(Bloomberg) -- Activist investor Starboard Value LP’s proposal to end the dual-class share structure at News Corp. got struck down during a vote at the media company’s annual meeting on Wednesday.
The Murdoch family controls about 41% of the voting shares at the parent of Dow Jones, the NY Post and other businesses, giving any proposal without their support a slim chance of passing. In a statement Wednesday the company said the nonbinding proposal had been “convincingly” defeated.
Starboard co-founder Jeffrey Smith argued in a letter to fellow shareholders in September that the dual-class structure provides the Murdochs with “outsized influence.” He referenced Rupert Murdoch’s decision to step down as chairman of News Corp. and Fox Corp. last year and leave his son, Lachlan Murdoch, in charge.
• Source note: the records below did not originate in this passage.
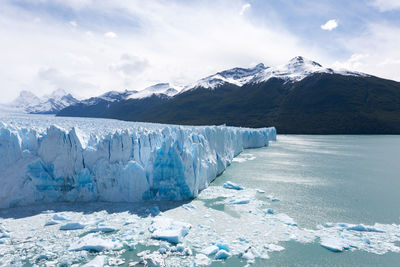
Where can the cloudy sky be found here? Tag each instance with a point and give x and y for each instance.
(89, 47)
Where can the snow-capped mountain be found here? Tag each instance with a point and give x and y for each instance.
(111, 96)
(301, 96)
(295, 70)
(157, 89)
(236, 76)
(27, 102)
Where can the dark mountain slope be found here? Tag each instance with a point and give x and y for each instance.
(321, 103)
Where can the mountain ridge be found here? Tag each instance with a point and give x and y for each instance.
(300, 97)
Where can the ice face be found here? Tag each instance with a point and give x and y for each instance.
(107, 160)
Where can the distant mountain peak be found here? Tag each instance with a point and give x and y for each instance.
(299, 60)
(28, 102)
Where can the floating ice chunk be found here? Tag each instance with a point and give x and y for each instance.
(51, 222)
(223, 246)
(273, 199)
(154, 259)
(363, 228)
(202, 260)
(180, 248)
(273, 247)
(154, 211)
(172, 236)
(93, 242)
(60, 217)
(211, 250)
(250, 254)
(163, 228)
(222, 254)
(187, 252)
(72, 226)
(231, 185)
(282, 217)
(96, 262)
(162, 251)
(244, 157)
(103, 228)
(240, 201)
(115, 261)
(270, 211)
(334, 244)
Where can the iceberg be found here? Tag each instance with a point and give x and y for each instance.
(50, 159)
(231, 185)
(93, 242)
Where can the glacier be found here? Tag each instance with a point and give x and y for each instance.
(50, 159)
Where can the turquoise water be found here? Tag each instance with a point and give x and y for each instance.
(320, 179)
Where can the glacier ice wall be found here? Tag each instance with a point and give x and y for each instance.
(95, 162)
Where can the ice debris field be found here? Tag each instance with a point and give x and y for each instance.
(222, 223)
“This transition of power from Rupert Murdoch to his children has allowed for complicated family dynamics to potentially impact the stability and strategic direction of News Corp.,” Smith wrote.
Irenic Capital, another News Corp. investor, supported Starboard’s proposal.
The family is mired in a contentious legal battle between Rupert Murdoch and three of his other children over the family trust that owns the voting stock in News Corp. and Fox. Murdoch sought to change the trust’s conditions to hand sole control of his media empire over to Lachlan upon his death, rather than dividing it evenly among his four older children. Following arguments in a Nevada probate court in September, both parties are still awaiting a final ruling in the case.
News Corp.’s board of directors pushed back on Starboard’s proposal in September and said in a statement that the dual-class structure “promotes stability” and that the company “has thrived under the current structure.”